42. Photochemical and Electrochemical Applications of Proton-Coupled Electron Transfer in Organic Synthesis

Philip R. D. Murray, James H. Cox, Nicolas D. Chiappini, Casey B. Roos, Elizabeth A. McLoughlin, Benjamin G. Hejna, Suong T. Nguyen, Hunter H. Ripberger, Jacob M. Ganley, Elaine Tsui, Nick Y. Shin, Brian Koronkiewicz, Guanqi Qiu, Robert R. Knowles

Chem. Rev. 2022, 122, 2017−2291. DOI: 10.1021/acs.chemrev.1c00374

https://pubs.acs.org/doi/10.1021/acs.chemrev.1c00374

ABSTRACT: We present here a review of the photochemical and electrochemical applications of multi-site proton-coupled electron transfer (MS-PCET) in organic synthesis. MS-PCETs are redox mechanisms in which both an electron and a proton are exchanged together, often in a concerted elementary step. As such, MS-PCET can function as a non-classical mechanism for homolytic bond activation, providing opportunities to generate synthetically useful free radical intermediates directly from a wide variety of common organic functional groups.

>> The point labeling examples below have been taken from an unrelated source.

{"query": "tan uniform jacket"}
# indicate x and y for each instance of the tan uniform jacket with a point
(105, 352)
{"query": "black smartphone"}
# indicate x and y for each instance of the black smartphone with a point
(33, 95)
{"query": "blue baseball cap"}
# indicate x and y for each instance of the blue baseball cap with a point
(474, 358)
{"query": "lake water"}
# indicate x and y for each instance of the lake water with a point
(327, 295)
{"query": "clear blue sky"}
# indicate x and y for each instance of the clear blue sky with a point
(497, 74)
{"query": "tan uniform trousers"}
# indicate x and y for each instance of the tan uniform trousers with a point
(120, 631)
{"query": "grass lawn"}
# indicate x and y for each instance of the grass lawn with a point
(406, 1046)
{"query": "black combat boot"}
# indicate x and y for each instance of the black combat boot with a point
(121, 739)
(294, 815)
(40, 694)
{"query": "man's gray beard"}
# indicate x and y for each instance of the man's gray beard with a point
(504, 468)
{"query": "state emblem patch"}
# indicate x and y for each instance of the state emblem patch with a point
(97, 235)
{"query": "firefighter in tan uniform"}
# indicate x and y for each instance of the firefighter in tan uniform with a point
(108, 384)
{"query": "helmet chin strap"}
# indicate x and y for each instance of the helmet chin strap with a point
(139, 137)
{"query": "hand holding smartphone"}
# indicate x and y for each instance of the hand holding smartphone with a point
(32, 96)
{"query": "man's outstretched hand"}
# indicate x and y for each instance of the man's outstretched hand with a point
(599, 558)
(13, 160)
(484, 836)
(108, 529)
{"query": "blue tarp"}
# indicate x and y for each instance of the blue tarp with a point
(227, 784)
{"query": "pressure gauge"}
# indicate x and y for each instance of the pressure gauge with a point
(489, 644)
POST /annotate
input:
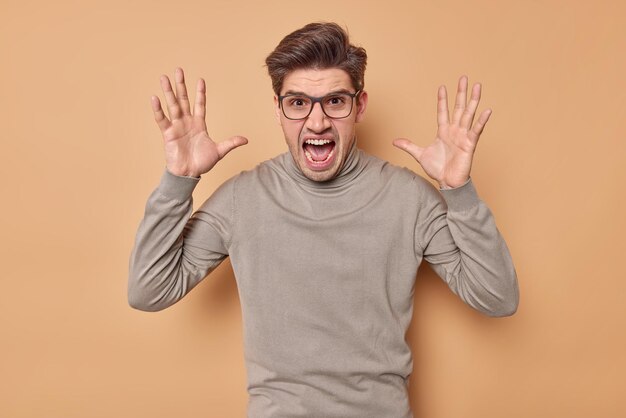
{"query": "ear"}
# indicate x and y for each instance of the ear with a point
(361, 106)
(277, 110)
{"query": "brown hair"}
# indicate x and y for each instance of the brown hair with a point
(319, 46)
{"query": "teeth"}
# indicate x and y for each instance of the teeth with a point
(310, 157)
(318, 141)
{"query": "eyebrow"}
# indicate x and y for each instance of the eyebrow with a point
(300, 93)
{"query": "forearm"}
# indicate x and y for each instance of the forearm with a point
(476, 263)
(162, 268)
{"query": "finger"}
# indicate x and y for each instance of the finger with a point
(406, 145)
(442, 106)
(181, 92)
(170, 98)
(478, 127)
(159, 116)
(470, 110)
(461, 97)
(230, 144)
(200, 104)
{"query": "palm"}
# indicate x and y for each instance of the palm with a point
(448, 160)
(189, 150)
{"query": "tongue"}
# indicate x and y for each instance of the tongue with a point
(319, 152)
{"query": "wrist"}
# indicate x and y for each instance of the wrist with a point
(453, 185)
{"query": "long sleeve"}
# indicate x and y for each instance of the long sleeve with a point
(172, 251)
(460, 240)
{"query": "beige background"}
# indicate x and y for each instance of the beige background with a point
(80, 154)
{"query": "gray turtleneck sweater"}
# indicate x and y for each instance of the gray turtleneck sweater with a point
(325, 273)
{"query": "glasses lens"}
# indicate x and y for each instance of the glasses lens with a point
(296, 107)
(336, 105)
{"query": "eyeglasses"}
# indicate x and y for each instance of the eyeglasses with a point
(334, 105)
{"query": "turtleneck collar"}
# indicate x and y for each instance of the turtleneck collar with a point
(353, 165)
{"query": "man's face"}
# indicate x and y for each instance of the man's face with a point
(318, 144)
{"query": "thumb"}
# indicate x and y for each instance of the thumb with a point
(406, 145)
(230, 144)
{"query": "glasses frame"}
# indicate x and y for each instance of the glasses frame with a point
(318, 100)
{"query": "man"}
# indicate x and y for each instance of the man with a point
(324, 241)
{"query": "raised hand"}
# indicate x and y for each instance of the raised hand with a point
(189, 151)
(448, 160)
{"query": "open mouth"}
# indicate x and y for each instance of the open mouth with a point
(318, 151)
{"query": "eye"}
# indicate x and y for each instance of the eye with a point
(296, 101)
(335, 100)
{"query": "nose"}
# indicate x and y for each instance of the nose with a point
(317, 121)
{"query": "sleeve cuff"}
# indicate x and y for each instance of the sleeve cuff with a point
(461, 198)
(177, 187)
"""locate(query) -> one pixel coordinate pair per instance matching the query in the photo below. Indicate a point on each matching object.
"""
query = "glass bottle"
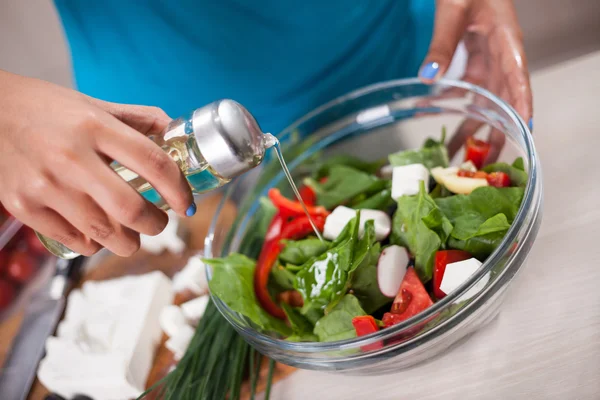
(211, 146)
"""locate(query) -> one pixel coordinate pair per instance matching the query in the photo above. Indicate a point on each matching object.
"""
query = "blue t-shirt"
(279, 58)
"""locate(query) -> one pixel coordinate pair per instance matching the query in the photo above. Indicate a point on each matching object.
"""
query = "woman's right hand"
(56, 145)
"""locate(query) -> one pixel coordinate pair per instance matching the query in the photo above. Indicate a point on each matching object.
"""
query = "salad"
(398, 235)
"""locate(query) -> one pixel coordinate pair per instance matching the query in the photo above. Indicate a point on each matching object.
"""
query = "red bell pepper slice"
(498, 179)
(443, 258)
(476, 151)
(295, 229)
(292, 208)
(412, 298)
(365, 325)
(308, 195)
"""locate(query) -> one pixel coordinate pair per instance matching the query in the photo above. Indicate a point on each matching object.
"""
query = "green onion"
(214, 365)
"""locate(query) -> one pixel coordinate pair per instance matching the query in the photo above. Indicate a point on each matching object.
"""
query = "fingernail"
(191, 210)
(429, 70)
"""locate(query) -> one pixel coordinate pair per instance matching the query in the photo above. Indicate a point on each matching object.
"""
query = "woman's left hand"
(494, 42)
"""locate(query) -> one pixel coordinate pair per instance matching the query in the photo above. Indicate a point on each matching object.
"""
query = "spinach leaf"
(323, 280)
(343, 184)
(420, 225)
(519, 164)
(337, 325)
(301, 327)
(233, 282)
(517, 176)
(300, 251)
(324, 169)
(282, 278)
(432, 154)
(255, 236)
(364, 282)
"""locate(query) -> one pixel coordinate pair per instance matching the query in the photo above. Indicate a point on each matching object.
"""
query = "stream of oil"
(271, 141)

We present an introduction to MS-PCET and a practitioner’s guide to reaction design, with an emphasis on the unique energetic and selectivity features that are characteristic of this reaction class. We then present chapters on oxidative N–H, O–H, S–H, and C–H bond homolysis methods, for the generation of the corresponding neutral radical species. Then, chapters for reductive PCET activations involving carbonyl, imine, other X═Y π-systems, and heteroarenes, where neutral ketyl, α-amino, and heteroarene-derived radicals can be generated. Finally, we present chapters on the applications of MS-PCET in asymmetric catalysis and in materials and device applications. Within each chapter, we subdivide by the functional group undergoing homolysis, and thereafter by the type of transformation being promoted. Methods published prior to the end of December 2020 are presented.